This Document outlines my MSc Dissertation Project Proposal, the purpose of which is to reimplement a new model proposed by Peter Dayan and Quentin J. M. Huys that helps reconcile apparent contradictions in the literature regarding the neuromodulator serotonin, and its role in psychiatric disorders,(such as depression) and in normal affective behaviors. After implementing the model, I will evaluate its claims and work on possible extension.
Serotonin [5-HT] is a neurotransmitter that appears to play a critical role in a wealth of psychiatric conditions, including depression, anxiety, panic, and obsessive compulsions. However, despite the importance of serotonergic pharmacotherapies, notably selective serotonin reuptake inhibitors (SSRIs -- the classic antidepressant drugs), the roles that serotonin plays in normal and abnormal function are still mysterious. Recently, Dayan and Huys  proposed a new model for the role of serotonin. They considered a simple model of chains of affectively charged thoughts, and interpret the effect of serotonin in terms of pruning a tree of possible decisions, (i.e., eliminating choices that have low or negative expected outcomes). They show that this model could help reconcile apparent contradictions in the litterature, in particular the fact that inhibition of serotonin reuptake is the first-line treatment of depression, despite the fact that serotonin itself might signal more 'negative' than appetitive outcomes and predictions. In this project, I will reimplement the model of , evaluate its claims and work on simple extensions.
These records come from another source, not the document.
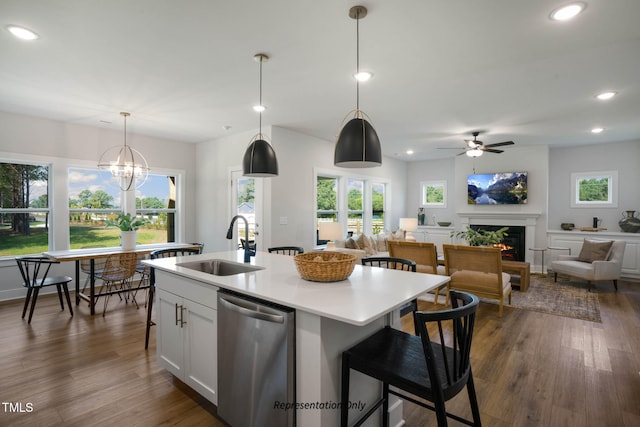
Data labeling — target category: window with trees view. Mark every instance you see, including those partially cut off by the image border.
[571,171,618,208]
[68,168,176,249]
[347,178,364,234]
[0,163,50,256]
[316,175,387,243]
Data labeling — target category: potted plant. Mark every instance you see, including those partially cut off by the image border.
[451,226,509,246]
[106,212,149,251]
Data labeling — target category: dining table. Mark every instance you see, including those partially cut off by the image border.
[42,242,201,315]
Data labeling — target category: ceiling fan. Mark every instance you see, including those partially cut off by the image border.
[440,131,514,157]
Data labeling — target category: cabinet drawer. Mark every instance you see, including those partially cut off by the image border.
[156,269,219,310]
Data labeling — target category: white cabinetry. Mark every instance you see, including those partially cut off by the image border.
[413,226,455,254]
[156,270,218,405]
[547,230,640,279]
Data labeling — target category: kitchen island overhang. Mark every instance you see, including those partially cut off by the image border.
[144,251,449,426]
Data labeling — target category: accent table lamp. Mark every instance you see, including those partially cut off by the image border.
[400,218,418,242]
[318,222,342,251]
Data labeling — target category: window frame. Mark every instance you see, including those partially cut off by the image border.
[313,168,391,242]
[0,157,55,260]
[571,170,618,209]
[420,180,447,209]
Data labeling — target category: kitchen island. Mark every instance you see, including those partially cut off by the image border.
[145,251,449,426]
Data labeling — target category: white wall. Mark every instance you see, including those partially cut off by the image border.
[407,146,549,247]
[549,141,640,232]
[196,126,407,252]
[0,112,198,300]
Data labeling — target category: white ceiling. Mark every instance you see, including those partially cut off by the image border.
[0,0,640,160]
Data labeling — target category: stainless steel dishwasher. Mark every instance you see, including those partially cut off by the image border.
[218,291,296,427]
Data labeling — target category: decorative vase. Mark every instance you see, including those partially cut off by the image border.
[120,230,136,251]
[618,211,640,233]
[418,210,426,225]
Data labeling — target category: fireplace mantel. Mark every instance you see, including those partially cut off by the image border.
[457,211,542,265]
[458,212,542,226]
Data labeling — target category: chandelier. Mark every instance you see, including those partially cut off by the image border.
[98,112,149,191]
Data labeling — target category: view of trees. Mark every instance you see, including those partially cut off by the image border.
[69,190,167,209]
[578,177,609,202]
[0,163,49,236]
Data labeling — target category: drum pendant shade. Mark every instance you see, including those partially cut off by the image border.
[242,139,278,178]
[334,117,382,168]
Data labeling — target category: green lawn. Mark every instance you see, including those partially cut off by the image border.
[0,225,167,256]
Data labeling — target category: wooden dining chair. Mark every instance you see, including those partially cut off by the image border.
[15,256,73,323]
[267,246,304,255]
[96,252,138,317]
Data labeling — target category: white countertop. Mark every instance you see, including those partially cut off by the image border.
[144,250,449,326]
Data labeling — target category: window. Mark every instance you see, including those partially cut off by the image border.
[0,163,50,256]
[68,168,176,249]
[420,181,447,208]
[571,171,618,208]
[316,171,388,244]
[347,178,364,235]
[371,182,387,234]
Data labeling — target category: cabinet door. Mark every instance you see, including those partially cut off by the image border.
[156,289,187,378]
[184,299,218,405]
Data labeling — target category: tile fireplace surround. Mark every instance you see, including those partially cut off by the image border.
[457,212,541,265]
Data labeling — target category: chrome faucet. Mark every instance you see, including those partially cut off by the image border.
[227,215,255,262]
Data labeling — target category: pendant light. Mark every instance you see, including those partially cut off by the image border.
[242,53,278,177]
[98,112,149,191]
[333,6,382,168]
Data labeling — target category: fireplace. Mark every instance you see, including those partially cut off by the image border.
[470,224,526,261]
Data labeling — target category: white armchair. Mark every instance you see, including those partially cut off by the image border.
[551,239,626,291]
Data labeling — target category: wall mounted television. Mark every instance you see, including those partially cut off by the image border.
[467,172,527,205]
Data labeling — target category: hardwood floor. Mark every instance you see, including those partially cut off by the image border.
[0,282,640,427]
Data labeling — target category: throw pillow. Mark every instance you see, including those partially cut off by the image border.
[364,236,378,256]
[578,239,613,262]
[376,231,389,252]
[344,237,360,249]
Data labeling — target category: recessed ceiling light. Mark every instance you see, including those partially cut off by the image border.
[549,1,587,21]
[596,91,618,101]
[353,71,373,82]
[7,25,40,40]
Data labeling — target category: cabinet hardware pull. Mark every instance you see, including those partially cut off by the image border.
[180,305,187,328]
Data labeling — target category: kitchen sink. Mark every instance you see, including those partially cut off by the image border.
[176,259,264,276]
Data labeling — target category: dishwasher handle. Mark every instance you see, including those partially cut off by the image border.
[219,296,284,323]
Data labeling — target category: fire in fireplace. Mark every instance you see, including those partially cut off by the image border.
[470,225,526,261]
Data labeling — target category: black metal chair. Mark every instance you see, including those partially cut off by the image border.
[268,246,304,255]
[144,243,204,350]
[16,256,73,323]
[361,257,418,335]
[96,252,138,317]
[340,291,481,426]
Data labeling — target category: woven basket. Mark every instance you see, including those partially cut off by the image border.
[294,252,356,282]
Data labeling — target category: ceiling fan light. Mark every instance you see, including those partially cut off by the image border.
[7,25,40,40]
[549,1,587,21]
[467,148,482,157]
[353,71,373,82]
[596,90,618,101]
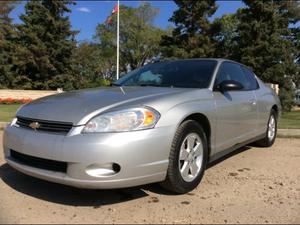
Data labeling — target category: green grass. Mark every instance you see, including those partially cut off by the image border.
[0,104,300,129]
[0,104,21,122]
[278,110,300,129]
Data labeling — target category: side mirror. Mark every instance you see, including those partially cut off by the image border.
[216,80,244,92]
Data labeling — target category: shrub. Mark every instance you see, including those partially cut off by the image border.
[0,98,32,105]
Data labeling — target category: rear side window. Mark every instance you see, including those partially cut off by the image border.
[215,62,257,91]
[242,66,259,90]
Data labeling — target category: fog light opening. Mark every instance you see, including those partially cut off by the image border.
[86,163,121,177]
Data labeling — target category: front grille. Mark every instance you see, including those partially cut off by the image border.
[10,150,67,173]
[16,117,73,134]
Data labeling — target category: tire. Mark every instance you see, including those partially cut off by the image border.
[161,120,208,194]
[256,109,277,147]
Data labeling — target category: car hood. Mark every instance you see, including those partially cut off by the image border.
[17,87,184,125]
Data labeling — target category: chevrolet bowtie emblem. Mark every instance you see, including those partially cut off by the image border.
[29,122,41,130]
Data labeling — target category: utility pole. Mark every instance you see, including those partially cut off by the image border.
[116,0,120,80]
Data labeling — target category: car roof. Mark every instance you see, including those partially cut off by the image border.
[157,58,245,66]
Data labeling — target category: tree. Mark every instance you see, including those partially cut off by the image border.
[161,0,219,58]
[214,14,239,60]
[74,42,111,88]
[94,3,164,78]
[237,0,297,111]
[16,0,77,89]
[0,1,18,88]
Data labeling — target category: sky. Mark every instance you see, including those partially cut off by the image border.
[11,0,243,41]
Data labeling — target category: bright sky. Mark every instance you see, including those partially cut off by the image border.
[11,0,243,41]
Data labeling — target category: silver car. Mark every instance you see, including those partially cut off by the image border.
[3,59,281,193]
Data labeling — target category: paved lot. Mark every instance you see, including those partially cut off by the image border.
[0,132,300,223]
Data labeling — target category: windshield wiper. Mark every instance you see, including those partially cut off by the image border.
[139,84,161,87]
[110,83,122,87]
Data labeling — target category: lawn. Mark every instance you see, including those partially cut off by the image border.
[0,104,300,129]
[0,104,21,122]
[279,110,300,129]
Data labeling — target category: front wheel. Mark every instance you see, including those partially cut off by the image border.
[256,109,277,147]
[162,120,208,194]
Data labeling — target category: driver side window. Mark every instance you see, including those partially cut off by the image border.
[215,62,249,90]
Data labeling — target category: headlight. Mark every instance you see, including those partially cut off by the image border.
[82,108,160,133]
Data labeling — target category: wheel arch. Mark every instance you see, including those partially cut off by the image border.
[180,113,211,160]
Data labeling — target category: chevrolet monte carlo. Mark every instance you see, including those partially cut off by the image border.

The major or unipolar depression is a serious mental disorder that is an outcome of a combination of genetic, developmental, and environmental factors. It is most characteristic symptoms are depressed mood (sadness) and the inability to experience pleasure (melancholy or anhedonia) [1,2]. Depressive states are also characterized by sleep disorder, change in weight or appetite, fatigue, loss of energy, psychomotor retardation, agitation, difficulty concentrating, indecisiveness, guilt, low self-esteem, recurrent thoughts of death or suicide . According to the National Statistics Psychiatric Morbidity report, conducted in 2001, depression and mixed anxiety is considered as the most common mental disorder in Britain, affecting approximately 9% of the people.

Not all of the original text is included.